Respect de la dignité de la personne au travail

 

L’éthique professionnelle, comme champ historiquement constitué, est apparue suite au Procès des médecins de Nuremberg.

 

Dans la Déclaration universel des droits humains de 1948, l’article 1er dispose : « Tous les hommes naissent libres et égaux en dignité et en droits ». La notion de dignité apparaît donc comme un principe des droits humains.

 

De manière générale, on peut interpréter la Seconde Guerre mondiale comme la prise de conscience que le progrès des sciences n’a pas été en mesure de constituer une limitation à la déshumanisation de l’être humain.
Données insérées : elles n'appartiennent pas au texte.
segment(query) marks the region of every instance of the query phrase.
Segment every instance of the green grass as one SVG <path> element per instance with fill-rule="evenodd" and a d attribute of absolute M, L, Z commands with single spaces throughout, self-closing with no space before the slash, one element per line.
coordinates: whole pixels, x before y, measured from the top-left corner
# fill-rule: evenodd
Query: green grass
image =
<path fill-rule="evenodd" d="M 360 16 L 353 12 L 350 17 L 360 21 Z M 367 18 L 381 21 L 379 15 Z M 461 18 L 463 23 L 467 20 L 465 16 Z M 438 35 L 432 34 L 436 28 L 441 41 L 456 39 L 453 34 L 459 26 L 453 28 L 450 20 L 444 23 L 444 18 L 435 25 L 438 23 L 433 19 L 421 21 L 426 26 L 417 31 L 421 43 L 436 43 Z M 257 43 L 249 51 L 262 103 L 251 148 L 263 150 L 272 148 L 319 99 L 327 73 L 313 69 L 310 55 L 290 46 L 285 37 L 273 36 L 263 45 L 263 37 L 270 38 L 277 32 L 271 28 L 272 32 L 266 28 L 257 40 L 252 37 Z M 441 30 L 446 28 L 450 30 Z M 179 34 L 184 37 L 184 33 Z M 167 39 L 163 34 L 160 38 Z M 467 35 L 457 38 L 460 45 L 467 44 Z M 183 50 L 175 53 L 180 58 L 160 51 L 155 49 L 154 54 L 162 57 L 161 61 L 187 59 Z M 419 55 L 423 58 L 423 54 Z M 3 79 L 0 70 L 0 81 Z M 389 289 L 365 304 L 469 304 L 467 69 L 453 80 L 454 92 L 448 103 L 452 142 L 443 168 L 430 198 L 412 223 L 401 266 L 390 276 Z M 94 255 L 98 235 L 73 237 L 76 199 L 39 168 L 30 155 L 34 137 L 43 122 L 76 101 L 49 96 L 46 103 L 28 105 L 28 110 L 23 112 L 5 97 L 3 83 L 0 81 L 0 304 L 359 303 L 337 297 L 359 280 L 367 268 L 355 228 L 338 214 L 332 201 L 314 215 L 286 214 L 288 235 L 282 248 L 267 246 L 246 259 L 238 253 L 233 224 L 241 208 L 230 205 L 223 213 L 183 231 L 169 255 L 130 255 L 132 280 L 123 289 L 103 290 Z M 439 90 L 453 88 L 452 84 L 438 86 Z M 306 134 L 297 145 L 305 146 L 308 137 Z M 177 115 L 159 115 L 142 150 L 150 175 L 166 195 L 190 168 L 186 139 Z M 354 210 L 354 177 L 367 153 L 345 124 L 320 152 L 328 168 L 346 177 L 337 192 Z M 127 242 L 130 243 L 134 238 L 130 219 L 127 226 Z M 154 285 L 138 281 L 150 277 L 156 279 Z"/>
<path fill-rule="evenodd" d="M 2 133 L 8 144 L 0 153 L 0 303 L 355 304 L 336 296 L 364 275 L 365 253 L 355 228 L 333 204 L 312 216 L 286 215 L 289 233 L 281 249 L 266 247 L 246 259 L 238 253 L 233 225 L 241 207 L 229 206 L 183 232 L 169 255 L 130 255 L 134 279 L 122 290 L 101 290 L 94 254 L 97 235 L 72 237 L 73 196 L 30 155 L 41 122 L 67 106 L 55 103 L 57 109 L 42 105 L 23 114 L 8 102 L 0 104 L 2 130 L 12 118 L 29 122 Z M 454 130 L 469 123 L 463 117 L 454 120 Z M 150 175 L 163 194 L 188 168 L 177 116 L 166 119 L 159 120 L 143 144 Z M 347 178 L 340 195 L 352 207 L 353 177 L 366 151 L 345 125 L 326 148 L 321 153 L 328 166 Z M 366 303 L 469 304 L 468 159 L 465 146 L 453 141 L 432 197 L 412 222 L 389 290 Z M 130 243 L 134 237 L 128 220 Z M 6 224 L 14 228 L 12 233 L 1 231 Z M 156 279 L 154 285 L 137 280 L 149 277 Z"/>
C’est donc pour cela qu’est apparu l’éthique comme champ visant à une réflexion sur les limites à apporter aux processus de déshumanisation de l’être humain que cela provienne de la recherche scientifique ou de la recherche du profit économique par exemple.

 

En 1994, le principe de la « dignité de la personne humaine » est reconnu comme un principe à valeur constitutionnelle : « Dans sa décision « Bioéthique » du 27 juillet 1994, le Conseil constitutionnel a déduit le principe à valeur constitutionnelle de sauvegarde de la dignité de la personne humaine contre toute forme d'asservissement et de dégradation »

(https://www.conseil-constitutionnel.fr/la-constitution/la-dignite-de-la-personne-humaine )

 

Ce principe est repris dans l’article 31 de la Charte européenne des droits fondamentaux concernant le travail : « Tout travailleur a droit à des conditions de travail qui respectent sa santé, sa sécurité et sa dignité. » (2000).

 

Conclusion :

 

Sur le plan de la philosophie du droit, on constate que depuis la Seconde Guerre mondiale, le principe de respect de la dignité de la personne humaine a pris une place fondamentale comme principe supérieur.

Paulo Freire, dans Pédagogie des opprimés, a fait de la lutte contre la déshumanisation, la question philosophique aux plus forts enjeux socio-politiques : « Le problème de l’épanouissement de l’être humain, de son humanisation, qui d'ailleurs a toujours été, d'un point de vue philosophique, un sujet

de recherche, est devenu aujourd'hui une préoccupation lancinante » (Pédagogie des opprimés).

L’éthique de la critique constitue donc une interrogation philosophique sur toutes les formes que prennent les atteintes socio-économiques à la dignité de la personne humaine et les formes éthico-politiques de résistance à cette déshumanisation qui sont mises en œuvre.